I'm scared, but I also don’t care.

I feel like someone took my soul.

I am exhausted.

Endless exhaustion.

Maybe I should just die here, like a pathetic idiot. Luisa always told me that being bright and shiny would get back to me at some point. Maybe that’s the punishment for infecting everyone with my toxic positivity.

I just lie on the hard ground. In this stinky hole that I might never leave.

“This is your last chance to give me the truth,” she says, squattingin front of me and showing me a laptop screen. The light burns my eyes because I am so used to the darkness by now.

“Your little friend won’t live any longer,” she says. And horror strikes me as I watch what they are doing to Luisa. I push myself off the ground. I hear her horrific screams resounding through the silence of the room I am in. I watch her being shot. In the leg. She screams. And so do I.

“Nooooo!” I scream. “Please—I don’t know anything!”

Tears flood my eyes as the man on the pulls Luisa up by the hair, gags her, rips her clothes off, fixes her and pulls out his penis.

I can’t let that happen.

“What do you want me to do?” I shout. “I’ll do whatever, but please stop it!!!”

Luisa’s muted screams rip me apart.

“You’ll do whatever, hm?” the woman asks.

“Yes, whatever, but please let Luisa go—she’s my best friend—she deserves better! She has already gone through so much, please!! I’ll do whatever you want!!! Take me instead!“

“You really don’t know anything, don’t you?” asks the woman in such a playful tone that I am genuinely scared of her. And I call myself crazy for it, but my background makes me ask myself what must have happened to her to be able to be so cold and abusive.

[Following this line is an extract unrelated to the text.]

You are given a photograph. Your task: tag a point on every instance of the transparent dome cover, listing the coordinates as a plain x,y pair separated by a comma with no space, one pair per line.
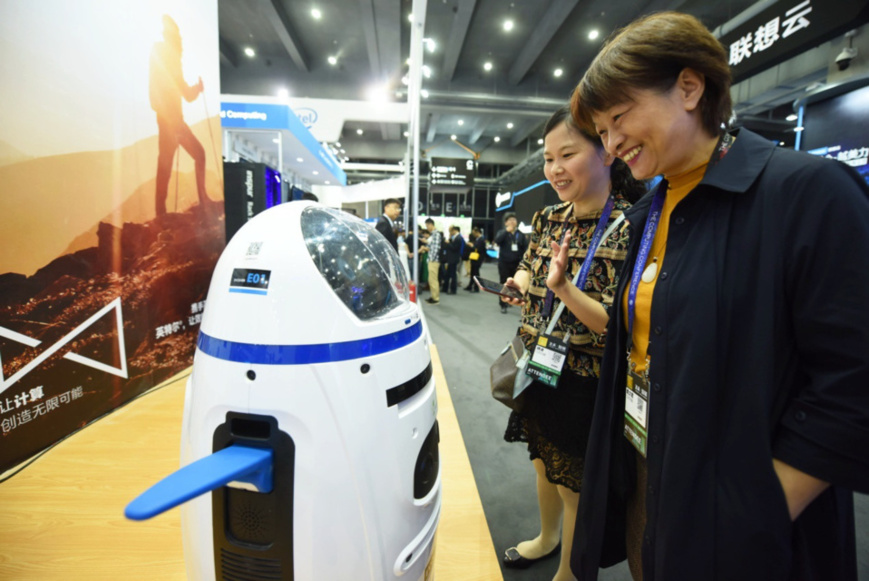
357,262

She probably went through hell. And I, the idiot, have somehow compassion with the woman who kidnapped and tortured me.

“I don’t,” I say desperately. “But if that man you’re looking for really was my father, I’ll help you find whatever I can on him, I'll give you whatever I can find in my mother’s stuff, but please, please let Luisa go.”

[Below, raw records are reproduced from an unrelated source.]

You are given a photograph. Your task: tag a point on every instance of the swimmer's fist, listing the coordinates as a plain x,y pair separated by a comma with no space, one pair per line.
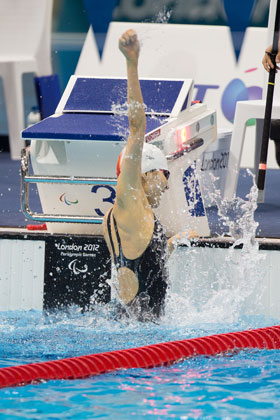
129,45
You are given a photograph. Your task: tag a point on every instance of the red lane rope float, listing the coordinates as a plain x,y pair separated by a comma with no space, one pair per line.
140,357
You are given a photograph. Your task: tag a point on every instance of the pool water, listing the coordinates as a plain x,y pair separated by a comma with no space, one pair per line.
210,293
242,385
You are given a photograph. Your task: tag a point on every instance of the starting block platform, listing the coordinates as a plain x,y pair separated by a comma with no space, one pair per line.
74,152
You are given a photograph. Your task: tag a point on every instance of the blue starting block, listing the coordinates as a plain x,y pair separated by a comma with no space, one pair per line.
74,151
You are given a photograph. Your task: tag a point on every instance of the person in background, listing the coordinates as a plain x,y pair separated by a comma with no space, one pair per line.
275,124
136,240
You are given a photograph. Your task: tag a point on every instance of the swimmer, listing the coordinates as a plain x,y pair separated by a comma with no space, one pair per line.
135,238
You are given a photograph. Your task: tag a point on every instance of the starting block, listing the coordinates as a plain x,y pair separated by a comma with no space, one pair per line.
74,153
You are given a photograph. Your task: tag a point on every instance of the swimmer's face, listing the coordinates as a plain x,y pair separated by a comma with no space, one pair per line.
154,183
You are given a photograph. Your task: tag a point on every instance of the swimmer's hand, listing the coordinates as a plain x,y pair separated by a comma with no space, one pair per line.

I can barely see the woman’s face in the low light from the laptop. She has her eyes narrowed in an unreadable expression.

“Come with me,” she says, grabs me and pulls me up. I feel as wobbly as it can get, and hold myself to the cold stone I have been leaning on.

“Walk before I change my mind,” she says harshly.

“Let Luisa go,” I say, not walking.

The woman stops.

“Walk now, or she won’t,” she says, annoyed.